Sivir's sheer ubiquity in Taiwan/Hong Kong/Macau's LoL Master Series is noteworthy primarily for the needs it answers. This isn't the first time that she's been popular in the bot lane: with her high-mobility ultimate and stun-negating Spell Shield, she's been the bane of many pick comps before. With On The Hunt, she slips in and out of fights and enabling the front-liners of her team to do their work with fewer obstacles (namely, taking less damage to get into the fight). She has, however, been absent for a while—Spell Shield only does so much versus an increasing roster of gap closers and assassins, and her short auto-attack range makes her less safe versus the likes of Corki and Tristana.
Her return to the forefront of competition didn't happen in a vacuum. Sivir's scary again, and her new partner-in-crime has a lot to do with it.
SHACKLED STRATEGIES
There are a lot of assassins and hard initiators in the current metagame. Rengar's returned to prominence in the jungle, Kassadin's a frequent top-lane presence, and it isn't unusual for a team to spend all three of their bans on mid lane, as Lissandra, LeBlanc and Fizz are all currently relevant. The early days of 2015 are defined by millisecond reaction times and absolutely no margins of error for squishy carries, and this is especially so in the LMS, where teams are demonstrating a notable preference for double-AP pick compositions.
In prior seasons, this actually worked against Sivir. While she is very good at frustrating a single mage, a double-assassin strategy easily overwhelms the protection provided by Spell Shield. So the obvious question the teams in Taipei are asking is: "well, what if you made her tankier?"
Janna was the first attempt. Throughout the first week of the LMS, Sivir and Janna bot lanes were the default strategy, to some success.

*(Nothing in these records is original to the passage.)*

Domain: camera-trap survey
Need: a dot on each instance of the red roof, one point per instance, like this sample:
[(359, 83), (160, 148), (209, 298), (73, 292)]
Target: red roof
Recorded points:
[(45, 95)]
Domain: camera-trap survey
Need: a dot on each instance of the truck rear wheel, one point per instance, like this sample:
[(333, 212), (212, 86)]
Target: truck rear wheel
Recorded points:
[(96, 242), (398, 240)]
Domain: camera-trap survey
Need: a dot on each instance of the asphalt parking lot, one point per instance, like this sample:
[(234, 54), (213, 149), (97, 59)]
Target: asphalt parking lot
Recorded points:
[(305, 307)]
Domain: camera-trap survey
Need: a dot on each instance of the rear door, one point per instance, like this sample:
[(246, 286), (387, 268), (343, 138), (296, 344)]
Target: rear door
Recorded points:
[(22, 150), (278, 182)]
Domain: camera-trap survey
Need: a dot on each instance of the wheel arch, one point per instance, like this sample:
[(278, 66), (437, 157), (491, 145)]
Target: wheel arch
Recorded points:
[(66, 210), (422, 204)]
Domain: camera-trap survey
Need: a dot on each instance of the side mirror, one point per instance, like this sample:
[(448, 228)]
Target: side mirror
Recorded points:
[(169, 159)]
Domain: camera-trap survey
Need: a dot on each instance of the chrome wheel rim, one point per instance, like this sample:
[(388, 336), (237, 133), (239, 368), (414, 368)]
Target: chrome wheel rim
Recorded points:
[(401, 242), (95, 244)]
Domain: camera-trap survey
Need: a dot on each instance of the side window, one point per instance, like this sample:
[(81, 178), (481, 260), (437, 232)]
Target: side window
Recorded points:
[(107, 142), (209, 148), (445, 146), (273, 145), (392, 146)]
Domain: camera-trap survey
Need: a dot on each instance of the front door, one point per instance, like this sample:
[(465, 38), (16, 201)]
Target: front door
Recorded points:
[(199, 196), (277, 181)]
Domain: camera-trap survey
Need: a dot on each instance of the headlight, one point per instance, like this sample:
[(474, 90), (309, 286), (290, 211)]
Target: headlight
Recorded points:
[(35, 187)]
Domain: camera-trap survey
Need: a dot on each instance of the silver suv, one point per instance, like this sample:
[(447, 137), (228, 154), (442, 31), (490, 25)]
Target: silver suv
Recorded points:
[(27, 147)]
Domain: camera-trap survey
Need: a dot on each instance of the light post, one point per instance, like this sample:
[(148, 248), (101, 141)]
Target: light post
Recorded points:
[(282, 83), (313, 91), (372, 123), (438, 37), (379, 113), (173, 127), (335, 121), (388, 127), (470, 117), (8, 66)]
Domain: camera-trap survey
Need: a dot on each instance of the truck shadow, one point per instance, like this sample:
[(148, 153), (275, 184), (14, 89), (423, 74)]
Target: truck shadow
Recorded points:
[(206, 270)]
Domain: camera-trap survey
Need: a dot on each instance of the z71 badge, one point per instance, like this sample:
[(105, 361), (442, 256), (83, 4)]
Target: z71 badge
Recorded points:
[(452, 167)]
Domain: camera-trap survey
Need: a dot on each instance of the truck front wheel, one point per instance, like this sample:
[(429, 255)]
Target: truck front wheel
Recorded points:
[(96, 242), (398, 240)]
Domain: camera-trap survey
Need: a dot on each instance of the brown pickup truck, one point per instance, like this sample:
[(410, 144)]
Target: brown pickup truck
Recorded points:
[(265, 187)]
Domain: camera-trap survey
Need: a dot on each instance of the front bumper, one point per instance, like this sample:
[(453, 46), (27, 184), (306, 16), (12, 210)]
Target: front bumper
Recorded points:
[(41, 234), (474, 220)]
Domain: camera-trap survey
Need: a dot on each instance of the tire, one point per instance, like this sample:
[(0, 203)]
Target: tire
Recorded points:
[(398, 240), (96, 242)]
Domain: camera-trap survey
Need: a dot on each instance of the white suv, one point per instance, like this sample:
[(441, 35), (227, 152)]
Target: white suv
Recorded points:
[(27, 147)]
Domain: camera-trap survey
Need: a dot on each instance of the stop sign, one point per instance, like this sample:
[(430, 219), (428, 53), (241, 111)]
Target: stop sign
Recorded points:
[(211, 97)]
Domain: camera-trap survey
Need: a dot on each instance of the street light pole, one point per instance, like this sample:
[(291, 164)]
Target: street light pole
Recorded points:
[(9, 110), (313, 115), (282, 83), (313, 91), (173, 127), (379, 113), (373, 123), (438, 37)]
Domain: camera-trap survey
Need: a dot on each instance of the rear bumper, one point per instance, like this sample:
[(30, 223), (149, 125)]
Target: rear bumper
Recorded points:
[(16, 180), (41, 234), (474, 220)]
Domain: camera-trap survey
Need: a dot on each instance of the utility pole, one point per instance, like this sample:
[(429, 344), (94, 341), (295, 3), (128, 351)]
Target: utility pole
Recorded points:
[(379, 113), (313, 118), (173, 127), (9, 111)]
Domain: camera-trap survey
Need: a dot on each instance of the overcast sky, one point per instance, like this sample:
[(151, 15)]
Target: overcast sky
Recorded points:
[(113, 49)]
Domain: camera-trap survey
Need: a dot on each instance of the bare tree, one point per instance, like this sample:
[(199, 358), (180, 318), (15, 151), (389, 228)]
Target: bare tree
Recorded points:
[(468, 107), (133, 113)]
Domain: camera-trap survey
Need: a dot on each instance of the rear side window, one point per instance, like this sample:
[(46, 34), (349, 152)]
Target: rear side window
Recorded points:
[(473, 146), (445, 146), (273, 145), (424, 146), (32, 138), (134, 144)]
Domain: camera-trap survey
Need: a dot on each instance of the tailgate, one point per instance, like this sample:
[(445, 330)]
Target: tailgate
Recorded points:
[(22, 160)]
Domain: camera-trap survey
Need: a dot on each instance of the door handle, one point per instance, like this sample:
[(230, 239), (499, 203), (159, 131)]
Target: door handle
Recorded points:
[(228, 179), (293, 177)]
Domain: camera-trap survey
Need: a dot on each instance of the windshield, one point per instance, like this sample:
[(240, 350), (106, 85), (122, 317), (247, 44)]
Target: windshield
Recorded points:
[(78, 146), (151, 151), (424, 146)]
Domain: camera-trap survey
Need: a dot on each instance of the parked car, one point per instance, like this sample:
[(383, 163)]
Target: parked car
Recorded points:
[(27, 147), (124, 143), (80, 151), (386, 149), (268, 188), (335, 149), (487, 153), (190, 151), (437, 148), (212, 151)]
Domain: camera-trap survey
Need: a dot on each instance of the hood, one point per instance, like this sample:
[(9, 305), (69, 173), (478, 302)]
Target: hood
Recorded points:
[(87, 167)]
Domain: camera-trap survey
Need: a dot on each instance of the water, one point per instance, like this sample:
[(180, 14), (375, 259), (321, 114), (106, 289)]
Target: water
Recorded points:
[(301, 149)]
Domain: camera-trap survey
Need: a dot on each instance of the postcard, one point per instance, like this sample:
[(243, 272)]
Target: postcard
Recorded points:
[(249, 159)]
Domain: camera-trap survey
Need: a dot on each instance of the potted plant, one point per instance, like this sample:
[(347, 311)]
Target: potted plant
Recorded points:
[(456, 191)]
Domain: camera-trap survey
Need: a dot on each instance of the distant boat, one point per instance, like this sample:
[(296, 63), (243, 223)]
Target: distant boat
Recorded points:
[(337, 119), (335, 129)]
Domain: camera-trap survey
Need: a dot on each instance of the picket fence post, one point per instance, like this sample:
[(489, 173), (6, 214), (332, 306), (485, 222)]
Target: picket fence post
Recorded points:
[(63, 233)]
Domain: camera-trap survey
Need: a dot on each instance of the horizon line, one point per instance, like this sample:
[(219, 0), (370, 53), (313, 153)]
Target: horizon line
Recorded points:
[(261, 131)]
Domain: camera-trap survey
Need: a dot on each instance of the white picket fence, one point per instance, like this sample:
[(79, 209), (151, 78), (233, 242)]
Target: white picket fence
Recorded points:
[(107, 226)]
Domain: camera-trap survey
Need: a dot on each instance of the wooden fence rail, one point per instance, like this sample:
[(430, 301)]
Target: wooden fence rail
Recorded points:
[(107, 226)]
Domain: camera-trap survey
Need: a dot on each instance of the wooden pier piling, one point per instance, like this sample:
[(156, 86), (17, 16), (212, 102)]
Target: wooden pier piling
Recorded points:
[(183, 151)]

But with Lissandra and top lane Kassadin locking Sivir into the fight, mere tankiness wasn't enough to keep her alive against that sort of high-damage burst: it was too trivial to tear down the shield then lock her down for sustained fire with Frozen Tomb. But you can't freeze a Black Shield target.
Morgana's been a familiar presence in the Southeast Asian scene for the last year: not only does Black Shield provide a similar tankiness against all of these AP assassins running around, but it extends the duration of her invulnerability against all forms of crowd control.
But even more important than the wider margin of safety she provides: Morgana opens up many more offensive options for Sivir to get her revenge. Assassins rely on hit-and-run strategies: blow up a target, then get out of the way of return fire. They don't last very long if caught, and Morgana is great at catching them. After their spells are wasted on attempts to catch Sivir, the hunters become the hunted when Dark Binding and Soul Shackles hold them down. Hong Kong Esports' Olleh demonstrated the shocking efficiency of the strategy in the last game of the LMS's Week One.
ON THE HUNT
There are demonstrated limitations to the bot lane strategy. Black Shield is useless against high physical damage burst, as demonstrated by Dream or Reality’s recent loss against Midnight Sun. The combined firepower of Rengar and Lucian, in particular, makes it pointless to even cast it: it'd be a waste of mana for damage that goes through anyhow.
It's also a strategy that inherently relies on strong early-game control, and that isn't available against all matchups. Corki, in particular, often forces Sivir into a difficult situation: his mixed damage quickly burns through Black Shield, mitigating her margins of safety, and his long-range pokes makes it dangerous to close in on him. If Sivir's stuck laning against Corki and Janna, it’s usually to her detriment.
However, the advantages that the pair offers in teamfights is too much for teams to ignore, especially in a combat-happy LMS. The smooth transition from defense to offense guarantees their continued presence as the season marches on.